Basics
JuliaDB offers two main data structures as well as distributed counterparts. This allows you to easily scale up an analysis, as operations that work on non-distributed tables either work out of the box or are easy to transition for distributed tables.
Here is a high level overview of tables in JuliaDB:
- Tables store data in columns.
- Tables are typed.
- Changing a table in some way therefore requires returning a new table (underlying data is not copied).

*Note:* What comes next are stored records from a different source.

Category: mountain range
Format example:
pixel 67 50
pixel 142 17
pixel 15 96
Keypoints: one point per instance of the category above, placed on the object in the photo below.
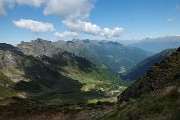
pixel 156 45
pixel 112 54
pixel 141 68
pixel 155 96
pixel 54 76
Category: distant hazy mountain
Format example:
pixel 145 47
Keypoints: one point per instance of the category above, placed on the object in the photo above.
pixel 141 68
pixel 154 96
pixel 42 72
pixel 156 45
pixel 112 54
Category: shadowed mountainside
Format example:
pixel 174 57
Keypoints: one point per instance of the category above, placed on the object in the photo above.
pixel 141 68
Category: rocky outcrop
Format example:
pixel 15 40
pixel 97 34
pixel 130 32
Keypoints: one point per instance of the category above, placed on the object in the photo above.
pixel 160 76
pixel 38 47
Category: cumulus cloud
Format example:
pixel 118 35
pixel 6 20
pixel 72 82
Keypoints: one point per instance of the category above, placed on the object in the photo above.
pixel 75 12
pixel 9 3
pixel 69 8
pixel 177 7
pixel 34 26
pixel 92 29
pixel 36 3
pixel 65 35
pixel 170 20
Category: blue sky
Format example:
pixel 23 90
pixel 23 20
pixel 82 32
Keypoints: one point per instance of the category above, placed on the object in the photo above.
pixel 22 20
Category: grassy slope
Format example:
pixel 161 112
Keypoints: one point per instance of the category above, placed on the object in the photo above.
pixel 155 96
pixel 141 68
pixel 148 108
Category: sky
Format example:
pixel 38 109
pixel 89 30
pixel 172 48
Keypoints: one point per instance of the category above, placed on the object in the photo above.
pixel 26 20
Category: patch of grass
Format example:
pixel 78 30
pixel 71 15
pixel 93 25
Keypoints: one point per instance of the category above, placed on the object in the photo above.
pixel 147 107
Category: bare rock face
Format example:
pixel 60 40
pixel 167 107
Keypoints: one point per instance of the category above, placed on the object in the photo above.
pixel 160 76
pixel 38 47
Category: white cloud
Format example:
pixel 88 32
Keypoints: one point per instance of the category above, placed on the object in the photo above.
pixel 170 20
pixel 34 26
pixel 110 33
pixel 92 29
pixel 69 8
pixel 9 3
pixel 65 35
pixel 177 7
pixel 35 3
pixel 75 12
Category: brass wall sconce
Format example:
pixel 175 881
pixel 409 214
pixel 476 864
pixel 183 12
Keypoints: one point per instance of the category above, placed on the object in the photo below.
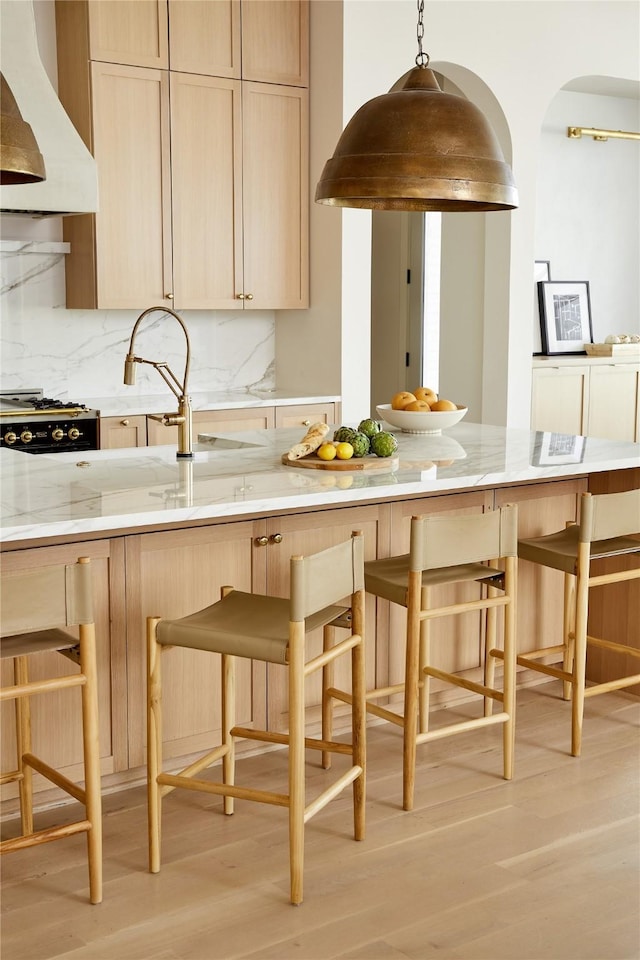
pixel 576 133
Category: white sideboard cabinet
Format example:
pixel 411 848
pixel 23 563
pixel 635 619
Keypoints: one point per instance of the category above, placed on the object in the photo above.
pixel 588 396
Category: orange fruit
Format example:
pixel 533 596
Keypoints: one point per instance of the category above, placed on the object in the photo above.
pixel 426 393
pixel 401 399
pixel 327 451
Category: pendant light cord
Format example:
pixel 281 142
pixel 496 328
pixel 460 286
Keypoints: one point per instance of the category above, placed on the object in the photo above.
pixel 422 59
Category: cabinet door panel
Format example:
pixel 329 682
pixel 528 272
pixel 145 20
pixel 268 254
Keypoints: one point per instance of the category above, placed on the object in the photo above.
pixel 207 192
pixel 129 31
pixel 275 41
pixel 559 399
pixel 120 432
pixel 275 195
pixel 132 149
pixel 56 727
pixel 205 37
pixel 303 535
pixel 613 402
pixel 178 573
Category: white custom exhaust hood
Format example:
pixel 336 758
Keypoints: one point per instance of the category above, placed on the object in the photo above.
pixel 71 184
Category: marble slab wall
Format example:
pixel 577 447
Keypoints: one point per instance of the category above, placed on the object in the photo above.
pixel 79 354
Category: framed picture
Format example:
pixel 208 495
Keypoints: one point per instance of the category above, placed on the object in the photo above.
pixel 551 449
pixel 565 316
pixel 541 271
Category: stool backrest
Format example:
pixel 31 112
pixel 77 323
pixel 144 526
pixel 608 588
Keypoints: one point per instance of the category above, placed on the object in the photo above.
pixel 55 596
pixel 448 541
pixel 607 515
pixel 324 578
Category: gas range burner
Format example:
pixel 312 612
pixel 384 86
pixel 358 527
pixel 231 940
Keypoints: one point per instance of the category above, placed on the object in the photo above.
pixel 37 424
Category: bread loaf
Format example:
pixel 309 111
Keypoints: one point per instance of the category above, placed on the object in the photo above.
pixel 310 442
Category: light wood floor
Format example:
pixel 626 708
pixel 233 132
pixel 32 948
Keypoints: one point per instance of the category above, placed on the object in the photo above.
pixel 544 867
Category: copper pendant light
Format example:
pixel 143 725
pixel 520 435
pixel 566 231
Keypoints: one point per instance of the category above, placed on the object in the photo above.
pixel 21 160
pixel 417 148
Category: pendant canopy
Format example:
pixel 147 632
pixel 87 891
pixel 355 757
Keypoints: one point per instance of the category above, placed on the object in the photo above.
pixel 417 148
pixel 21 160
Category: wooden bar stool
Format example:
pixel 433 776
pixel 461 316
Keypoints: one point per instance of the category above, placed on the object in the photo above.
pixel 608 526
pixel 35 604
pixel 273 630
pixel 446 550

- JuliaDB has few mutating operations because a new table is necessary in most cases.
Data for examples:
x = 1:10
y = vcat(fill('a', 4), fill('b', 6))
z = randn(10);
10-element Array{Float64,1}:
-0.8760334908221523
0.159875630556253
-0.42210690418812785
-0.21462812742173196
0.5199033042412087
1.3030734624701714
2.3594602956857957
-0.4225521384971568
0.18506870432397937
-0.5100254606389224
IndexedTable
An IndexedTable
is wrapper around a (named) tuple of Vectors, but it behaves like a Vector of (named) tuples. You can choose to sort the table by any number of primary keys (in this case columns :x
and :y
).
An IndexedTable
is created with data in Julia via the table
function or with data on disk via the loadtable
function.
julia> t = table((x=x, y=y, z=z); pkey = [:x, :y])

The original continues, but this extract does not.